Uh-oh. The Quinns-Annika’s host family-lived in the Valley. Encino.
Forget it. I could turn around. I was smack in the middle of the low-rent section of Beverly Glen, just past Fernbush, with old, yardless houses practically falling onto the street. I could take a right on a little road called Crater and turn around, no problem.
Yes, problem, said a voice in my head. Ruta. My childhood babysitter, dead for years, still talking to me. They don’t answer their phone, these people, you should go visit them.
“In L.A. you don’t just drop in on people,” I said. “It’s not done. I don’t know how they do things in Germany, but I don’t think Mrs. Glück expects me to run all over the San Fernando Valley, bothering everyone.”
Of course she expects it, Ruta said. She is a mother. This is her little girl.
“Plus, they have a dog. A guard dog, probably. A pit bull. Mr. Snuggles.”
Not to mention the fact that I didn’t know where in Encino they lived. I could go home, get Mrs. Glück’s number, call her in Germany, get the address, and visit the Quinns some other time. Immediately I felt better.
Until I remembered directory assistance. To my annoyance, 411 gave me an address on a street called Moon Canyon Road. What kind of people, I wondered, are listed in directory assistance? I tried to recall what Annika had said about them. A mom with some home-based business, a doctor or lawyer dad, a child Annika adored. I did not want to barge in on them.
None of this would’ve happened if you had taken more math in high school, Ruta said. Or finished college when you were supposed to, instead of futzing around, in and out, in and out all these years. Then you wouldn’t have need for a math tutor. Then you wouldn’t care so much about this girl. But you didn’t, so you did, and you do, so now you must.
I wished I were someone else: the kind of person who can be rude to telemarketers, who doesn’t recycle, someone who’d simply get herself another math tutor and to heck with somebody’s mother in Germany. I wished I’d given Annika ten minutes last week.
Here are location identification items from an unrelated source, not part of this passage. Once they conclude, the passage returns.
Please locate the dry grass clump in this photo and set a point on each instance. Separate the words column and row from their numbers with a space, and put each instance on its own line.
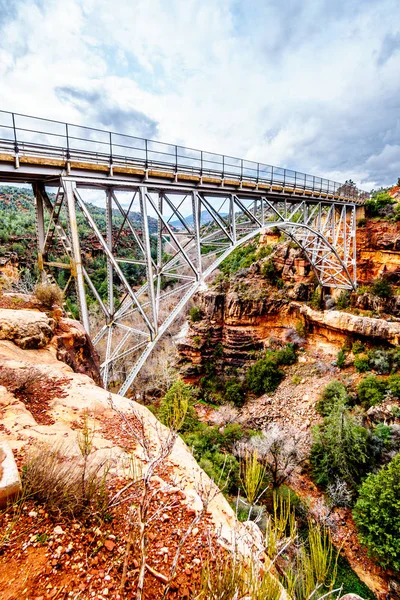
column 72, row 486
column 228, row 576
column 49, row 294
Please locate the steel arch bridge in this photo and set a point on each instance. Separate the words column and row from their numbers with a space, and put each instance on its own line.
column 162, row 218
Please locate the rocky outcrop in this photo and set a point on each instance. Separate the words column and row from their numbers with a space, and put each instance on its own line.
column 33, row 329
column 75, row 348
column 124, row 433
column 235, row 325
column 378, row 251
column 26, row 328
column 337, row 322
column 10, row 483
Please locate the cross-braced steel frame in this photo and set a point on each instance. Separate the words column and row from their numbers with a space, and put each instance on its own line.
column 160, row 243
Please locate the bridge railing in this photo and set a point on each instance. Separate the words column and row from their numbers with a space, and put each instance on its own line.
column 35, row 136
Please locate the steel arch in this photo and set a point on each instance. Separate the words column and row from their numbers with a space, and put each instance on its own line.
column 194, row 232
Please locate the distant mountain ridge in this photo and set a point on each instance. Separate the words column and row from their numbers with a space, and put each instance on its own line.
column 205, row 218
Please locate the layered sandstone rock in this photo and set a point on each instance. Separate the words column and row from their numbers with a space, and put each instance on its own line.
column 10, row 483
column 378, row 251
column 26, row 328
column 73, row 397
column 337, row 322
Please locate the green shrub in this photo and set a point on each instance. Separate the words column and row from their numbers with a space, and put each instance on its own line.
column 234, row 392
column 196, row 341
column 268, row 271
column 350, row 582
column 376, row 205
column 377, row 514
column 339, row 449
column 382, row 288
column 334, row 393
column 344, row 300
column 264, row 251
column 49, row 294
column 357, row 347
column 341, row 359
column 316, row 298
column 195, row 314
column 371, row 390
column 176, row 409
column 361, row 363
column 18, row 248
column 379, row 361
column 286, row 356
column 264, row 376
column 241, row 258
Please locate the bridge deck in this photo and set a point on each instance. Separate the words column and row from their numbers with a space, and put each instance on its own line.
column 34, row 149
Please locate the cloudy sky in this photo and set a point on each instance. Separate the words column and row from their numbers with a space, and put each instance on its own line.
column 312, row 85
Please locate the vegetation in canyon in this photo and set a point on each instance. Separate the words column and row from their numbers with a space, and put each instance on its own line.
column 345, row 447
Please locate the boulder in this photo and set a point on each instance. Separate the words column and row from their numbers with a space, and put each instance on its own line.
column 26, row 328
column 10, row 483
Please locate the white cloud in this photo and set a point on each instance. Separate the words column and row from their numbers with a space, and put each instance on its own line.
column 303, row 85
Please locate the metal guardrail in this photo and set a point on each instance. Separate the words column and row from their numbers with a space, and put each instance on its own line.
column 24, row 134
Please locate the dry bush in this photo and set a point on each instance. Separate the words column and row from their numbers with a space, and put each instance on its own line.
column 228, row 576
column 67, row 485
column 49, row 294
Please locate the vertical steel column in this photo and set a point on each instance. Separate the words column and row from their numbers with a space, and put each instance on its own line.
column 196, row 209
column 354, row 237
column 232, row 216
column 37, row 190
column 159, row 249
column 147, row 257
column 110, row 271
column 69, row 188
I was nearing Mulholland now, the summit of Beverly Glen, where the road was wider, the real estate costlier, and the view spectacular. I pulled over and searched my trunk for the Thomas Guide, a book of maps as common to Southern California cars as Gideon Bibles are to hotel-room drawers.
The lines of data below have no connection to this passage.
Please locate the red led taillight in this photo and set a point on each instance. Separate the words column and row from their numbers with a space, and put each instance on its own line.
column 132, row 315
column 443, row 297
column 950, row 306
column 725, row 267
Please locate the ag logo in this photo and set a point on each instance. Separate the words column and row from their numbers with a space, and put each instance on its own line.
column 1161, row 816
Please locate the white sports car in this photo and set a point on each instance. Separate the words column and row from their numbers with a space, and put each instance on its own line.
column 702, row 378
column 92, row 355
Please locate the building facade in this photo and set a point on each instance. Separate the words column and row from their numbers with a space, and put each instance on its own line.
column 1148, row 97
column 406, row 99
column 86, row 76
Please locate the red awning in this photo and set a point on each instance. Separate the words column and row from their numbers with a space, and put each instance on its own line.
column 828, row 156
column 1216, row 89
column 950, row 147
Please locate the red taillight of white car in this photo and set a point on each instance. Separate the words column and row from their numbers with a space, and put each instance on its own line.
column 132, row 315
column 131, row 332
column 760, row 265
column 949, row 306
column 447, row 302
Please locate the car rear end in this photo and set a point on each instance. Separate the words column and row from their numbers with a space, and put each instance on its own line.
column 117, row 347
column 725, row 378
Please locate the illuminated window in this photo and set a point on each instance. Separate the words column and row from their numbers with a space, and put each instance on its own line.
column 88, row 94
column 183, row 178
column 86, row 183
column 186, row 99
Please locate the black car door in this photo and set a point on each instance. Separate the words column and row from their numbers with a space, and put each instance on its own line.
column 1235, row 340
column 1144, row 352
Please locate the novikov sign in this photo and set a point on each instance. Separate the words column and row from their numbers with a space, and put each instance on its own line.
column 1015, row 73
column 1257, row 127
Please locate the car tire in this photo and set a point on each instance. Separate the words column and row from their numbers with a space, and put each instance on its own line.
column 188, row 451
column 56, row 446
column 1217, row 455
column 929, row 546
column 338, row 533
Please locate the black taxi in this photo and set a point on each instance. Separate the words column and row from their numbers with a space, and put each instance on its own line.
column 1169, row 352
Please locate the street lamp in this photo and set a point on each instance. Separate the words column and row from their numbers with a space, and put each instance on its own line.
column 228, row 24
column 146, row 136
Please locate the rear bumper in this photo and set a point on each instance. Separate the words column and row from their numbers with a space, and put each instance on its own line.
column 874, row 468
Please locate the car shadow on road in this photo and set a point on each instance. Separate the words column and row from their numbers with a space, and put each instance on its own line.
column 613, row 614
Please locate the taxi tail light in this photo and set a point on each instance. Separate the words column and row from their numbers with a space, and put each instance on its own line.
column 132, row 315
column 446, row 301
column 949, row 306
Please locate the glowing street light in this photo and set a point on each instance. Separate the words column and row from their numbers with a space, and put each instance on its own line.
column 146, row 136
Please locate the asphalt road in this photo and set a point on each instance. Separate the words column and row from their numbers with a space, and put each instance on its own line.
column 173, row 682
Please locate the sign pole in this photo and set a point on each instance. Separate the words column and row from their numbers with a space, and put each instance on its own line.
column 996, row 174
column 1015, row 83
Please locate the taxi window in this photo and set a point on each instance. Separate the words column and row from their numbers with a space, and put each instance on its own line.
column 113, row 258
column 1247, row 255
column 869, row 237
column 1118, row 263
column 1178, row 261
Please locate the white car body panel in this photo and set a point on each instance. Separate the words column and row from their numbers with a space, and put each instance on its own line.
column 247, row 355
Fifteen minutes later I was in the wilds of Encino. I hadn’t even known Encino had wilds. I thought of Encino, when I thought about it at all, as suburbia, inhabited by women with standing appointments to “get their hair done” and men who maintained the lawn. Or hired immigrant workers to maintain the lawn. This Encino, however, was enchantingly rural, marred only by distinctive white trucks at the end of the street indicating a film shoot. Film shoots, around L.A., are as common as surfboards.
I drove slowly down Moon Canyon Road, enjoying the multicultural architecture: a Spanish hacienda next to an Italian villa opposite a Tudor manor. I came to the number I was looking for, which was painted on a rock, and parked on the street. An electronic gate stood wide open-a sign from the universe, if you believe in such things. The gate was wood and managed to look quaint rather than high security. I walked through it and followed a flagstone path through a yard that was half garden, half forest, complete with a pond inhabited by koi. The house was traditional American, butter-yellow clapboard with white trim on the shuttered windows. I looked up. A balcony extended from a second-story room. Wind chimes tinkled on a porch, and when I rang the doorbell harmonizing chimes sounded somewhere in the house.
The response was immediate. Set in the front door was a small window at face level, and through the glass I could see a small furious canine head-not a pit bull’s-appear and disappear, appear and disappear, as if the animal was jumping up and down repeatedly on the other side of the door, although how this was achieved without a ladder I couldn’t understand. The yapping would drive a reasonable person to drink. “Hi, Mr. Snuggles,” I said, and awaited the appearance of a human or the sound of a voice telling Mr. Snuggles to shut the heck up.